Similarly, Mandalas are a sacred circle with geometric patterns of mystical significance. Mandalas represent the "body”, speech and mind of the Buddha and are used for initiatory, meditational and other purposes.
Mandalas are said to exist in several planes of reality, some are accessible to the ordinary human beings, and some are not.

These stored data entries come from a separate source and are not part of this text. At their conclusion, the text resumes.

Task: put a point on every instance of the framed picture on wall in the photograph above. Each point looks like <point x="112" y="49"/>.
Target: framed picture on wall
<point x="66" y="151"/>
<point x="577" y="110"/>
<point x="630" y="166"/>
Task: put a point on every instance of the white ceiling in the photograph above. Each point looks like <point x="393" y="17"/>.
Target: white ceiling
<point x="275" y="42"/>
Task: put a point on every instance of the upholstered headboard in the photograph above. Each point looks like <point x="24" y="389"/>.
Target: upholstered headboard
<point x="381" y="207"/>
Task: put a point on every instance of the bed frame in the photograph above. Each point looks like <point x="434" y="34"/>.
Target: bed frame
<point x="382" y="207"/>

Participants will be given an introduction to the history, methods, materials and rituals involves in painting Yantras and Mandalas, particularly amongst the Nepalese Newar Buddhist community. Students will then choose a sample picture to trace onto a prepared canvas. The tutor will demonstrate the technique of paint application and participants will paint by themselves under the guidance of the tutor. Once the colour application is finished, the participants will learn the technique of shading, gold application and burnishing techniques. By the end of the course, participants will have completed a small Yantra or Mandala to take home with them.

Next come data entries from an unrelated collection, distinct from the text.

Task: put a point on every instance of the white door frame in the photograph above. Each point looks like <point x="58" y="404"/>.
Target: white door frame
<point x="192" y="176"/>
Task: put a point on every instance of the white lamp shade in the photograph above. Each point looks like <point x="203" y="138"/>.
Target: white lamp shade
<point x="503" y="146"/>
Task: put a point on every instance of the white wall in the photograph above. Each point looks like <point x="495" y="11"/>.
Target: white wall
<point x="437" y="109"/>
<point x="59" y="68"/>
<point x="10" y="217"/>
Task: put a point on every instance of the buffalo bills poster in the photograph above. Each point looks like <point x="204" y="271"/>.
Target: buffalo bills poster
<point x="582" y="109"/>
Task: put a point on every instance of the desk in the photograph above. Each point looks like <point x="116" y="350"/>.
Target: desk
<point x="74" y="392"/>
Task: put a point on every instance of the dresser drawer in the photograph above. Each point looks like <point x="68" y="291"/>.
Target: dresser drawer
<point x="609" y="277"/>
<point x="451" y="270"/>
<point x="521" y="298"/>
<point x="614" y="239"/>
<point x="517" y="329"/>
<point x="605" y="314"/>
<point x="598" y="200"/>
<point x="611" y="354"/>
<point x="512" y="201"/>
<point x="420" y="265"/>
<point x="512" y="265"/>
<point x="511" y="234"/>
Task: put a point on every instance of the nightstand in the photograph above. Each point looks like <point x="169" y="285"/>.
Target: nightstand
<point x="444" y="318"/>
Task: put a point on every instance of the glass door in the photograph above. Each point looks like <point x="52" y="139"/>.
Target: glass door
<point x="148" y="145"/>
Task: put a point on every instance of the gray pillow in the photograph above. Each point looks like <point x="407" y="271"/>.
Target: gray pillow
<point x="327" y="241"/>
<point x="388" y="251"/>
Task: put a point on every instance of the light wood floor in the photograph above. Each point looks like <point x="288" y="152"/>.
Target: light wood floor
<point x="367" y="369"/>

Students will need to bring a palette with wells and at least three sable watercolour brushes to class, sized between 00000 and 3. All other materials will be provided.
Monday - Friday
Renuka Gurung PhD learned Paubha painting from one of the Chitrakar Masters and Vajracharya priests of Nepal and has established herself as one of the leading masters of traditional Paubha painting. Following the completion of her doctoral studies at the School, Renuka continues her work of preserving Paubha painting by researching and documenting this traditional painting method. She travels internationally exhibiting her works, conducting workshops and lectures with the aim of introducing and promoting Paubha. She recently gave presentations and workshops on Paubha at the University of Oxford and in Hong Kong, and her paintings are in various private collections in Nepal, Russia, Italy, the USA and Britain.